Kei, Hirata ile ayrılma kararı alalı 1 ay olmuştu.
“B-ben her zaman önceden hazırlık yaparım, tamam mı!! Ondan ayrılmaya karar versem dahi, elimde hazır tutarım! Hem senin gibi aşk fakiri birisi ne anlar bu romantik hareketlerden.”
…doğru olabilir.
“Ben de bugün bunu vermek için buluşmaya istekli olduğunu sanmıştım.”
“Kusura bakma, paşam. Aklımdan böyle şeyler geçmiyor.”
Kei hafif yüzünü ekşitip baktıktan sonra, yüz ifadesini düzeltti.
“Eee, diğer kızlar vermedi mi çikolata sana?”
Kei konuyu değiştirmek istercesine, farklı bir yöne getiriyordu.
“Yok, vermediler.”
Çikolata alıp almama konusunun detayına girmeden, böyle bir cevap verdim.
“Hak etmiyorsun da ondan! Anlamıyorsun böyle işlerden hiç~”
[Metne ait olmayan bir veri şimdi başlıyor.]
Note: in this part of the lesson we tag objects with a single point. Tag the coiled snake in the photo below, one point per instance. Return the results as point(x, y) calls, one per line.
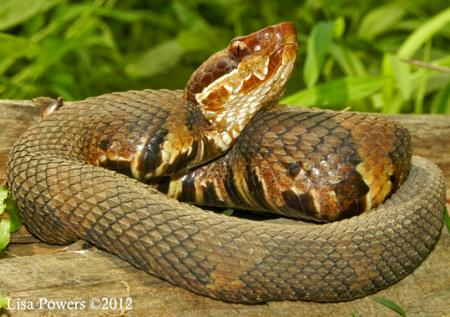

Hemen benimle alay etmeye başladı. Bunu dememi bekliyordu herhalde.
“Eh, emin misin bu sözlerinden? Bu çikolatayı aldığım an, hem hak ediyorum hem de bu işlerden anlayan birine dönüşüyorum. Farkındasın değil mi?”
“Bu seni daha acınası bir hale sokuyor ama? Seni kurtaran benim çünkü.”
…beni aşağılıyordu kısacası.
“Oh evet, söylemeyi unutmayayım. Karşılığını 1000 katı olarak ödemelisin.”
…saçmalamaya devam etti.
“Bu arada, uh-”
Kei tekrar konuyu değiştirmek istedi ama göz göze gelince yutkunup boğazında düğümlendi sözleri. Kısa bir mesafeden yan yana birbirimize baktık. Yavaşça bakışlarımı yurda doğru çevirince;
“Eh, ben yurda döneyim o zaman.”
“Tamam, görüşürüz.”
Ben de hediyesini çantama koydum. Kei yurda dönmek için harekete geçti.